My mounting plate is made out of 3/8ths steel and has grade 8 nuts welded to the back. Clearance holes were drilled in the frame for the nuts. The plate was welded to the side of the frame. A bottom plate was welded underneath to effectively make an 'L' shaped mounting plate for additional rigidity where the box is mounted.

Mounting plate for steering box used on The Green Rover. Note the sideways 'V' cut in the front of the plate. This is to increase the length of the weld holding the plate on to increase the overall weld strength.

Timm made a plate for his series I 109 using a 1/2 inch thick plate. He tapped the holes instead of welding bolts to the back.

Pitman arm

There are a large number of GM pitman arms that will fit the Saginaw steering box. The key is ending up with one of the right length that uses short straight arm tie rod ends. Never pick an arm without knowing what the tie rod end is like and how to order one. They are difficult to match up and many never came with a tie rod end that would work on a Rover. If you source a GM pitman arm out of a wrecking yard, get the tie rod end and the drag link as well. You will use an end of the drag link when fabricating a new drag link for the Rover.

The longer a pitman arm the faster the steering and the farther it will try to turn the front wheels. A workable length seems to vary slightly with the box installation, tyre width and rim offset. The longest I have seen used is 8-1/2 inch centre hole to centre hole, and the shortest I have heard of being used is 6-1/2 inches centre hole to centre hole. If I were to just go out and buy a GM stock off the shelf pitman arm as a starting point I think I would try 7 to 7-1/2 inches.

If the arm is too short, you will hit the steering arm end stops before you hit the wheel stops.
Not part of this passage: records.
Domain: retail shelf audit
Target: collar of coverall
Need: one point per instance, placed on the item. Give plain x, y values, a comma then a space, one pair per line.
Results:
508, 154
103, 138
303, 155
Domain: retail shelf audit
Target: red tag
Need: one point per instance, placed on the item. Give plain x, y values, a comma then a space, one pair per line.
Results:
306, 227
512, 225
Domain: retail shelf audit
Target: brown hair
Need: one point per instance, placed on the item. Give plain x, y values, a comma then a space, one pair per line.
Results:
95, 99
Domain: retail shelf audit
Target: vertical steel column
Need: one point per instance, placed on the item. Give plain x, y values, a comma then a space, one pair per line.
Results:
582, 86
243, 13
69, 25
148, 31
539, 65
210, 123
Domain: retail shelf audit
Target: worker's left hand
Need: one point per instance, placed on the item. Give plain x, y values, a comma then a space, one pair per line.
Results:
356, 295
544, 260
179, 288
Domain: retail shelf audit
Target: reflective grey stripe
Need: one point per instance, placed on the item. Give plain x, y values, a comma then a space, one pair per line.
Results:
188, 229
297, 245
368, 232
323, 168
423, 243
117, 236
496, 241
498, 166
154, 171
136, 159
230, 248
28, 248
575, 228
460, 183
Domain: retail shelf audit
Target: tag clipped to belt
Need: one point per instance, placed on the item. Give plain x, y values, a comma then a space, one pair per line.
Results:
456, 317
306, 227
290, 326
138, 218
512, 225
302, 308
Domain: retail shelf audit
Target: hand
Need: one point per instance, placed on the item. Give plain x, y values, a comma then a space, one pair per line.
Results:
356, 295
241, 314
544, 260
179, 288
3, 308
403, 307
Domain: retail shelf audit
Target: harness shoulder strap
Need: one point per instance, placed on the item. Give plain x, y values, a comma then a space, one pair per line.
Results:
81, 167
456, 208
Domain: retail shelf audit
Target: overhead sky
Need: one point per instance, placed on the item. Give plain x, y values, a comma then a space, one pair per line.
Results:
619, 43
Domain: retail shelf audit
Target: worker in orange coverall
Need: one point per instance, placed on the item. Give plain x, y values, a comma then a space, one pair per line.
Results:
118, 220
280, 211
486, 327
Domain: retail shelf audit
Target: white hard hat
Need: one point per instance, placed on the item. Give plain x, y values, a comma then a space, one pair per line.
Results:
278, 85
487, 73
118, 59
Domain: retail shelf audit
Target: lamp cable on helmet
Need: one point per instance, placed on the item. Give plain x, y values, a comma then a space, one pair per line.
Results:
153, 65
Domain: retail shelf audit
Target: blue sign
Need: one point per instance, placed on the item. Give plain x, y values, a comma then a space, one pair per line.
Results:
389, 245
This means a wider turning radius.

If the arm is too long you will hit the wheel stops before the steering box stops are hit. This creates a loud dead space at each end of the steering wheel travel. What happens is that the wheels can not turn any more but the box still tries to turn it farther. The pulley belt generally slips when there is squealing going on. This rapidly accelerates wear of the belt. If you have these dead spaces and reach it, you want to back off the steering wheel to the point where the squealing stops. You will not turn any sharper by staying in the area where the pump is squealing.

This is also hard on the special BSF bolts used as steering stops. The steering box bent mine. I now put a few jam nuts on the bolt and cinch it down to effectively strengthen the bolt. Once I'm finished playing around with suspension mods, tyre diameters and wheel offsets I expect to test for the proper pitman arm length and install a new pitman arm.

The ideal pitman arm length is matched to the length of the arms at the swivel balls so they both reach lock together.

The pitman arm that comes stock with the Scout steering box can be reduced in length and redrilled for a tie rod end. First verify that you have the tyres you plan to use on the wheels you plan to use mounted on the car and that the wheel steering stops are set properly. If the wheel stops are adjusted differently you many never find that exact spot for the tie rod hole in the pitman arm. Make a mark on the pitman arm about 71/2 inches from the centre of the large hole then temporarily mount the arm. The drag link should be attached at the wheel steering arm end and not connected a the pitman arm end. Remove the tie rod end that normally goes to the pitman arm and replace it with a dowel that effectively gives you a longer drag link.

Turn the wheels full lock then have the car sitting on the ground. Turn the wheel full turn in that direction. Lay the dowel over the centre of the pitman arm at the marked point and mark the dowel where it touches the mark on the pitman arm.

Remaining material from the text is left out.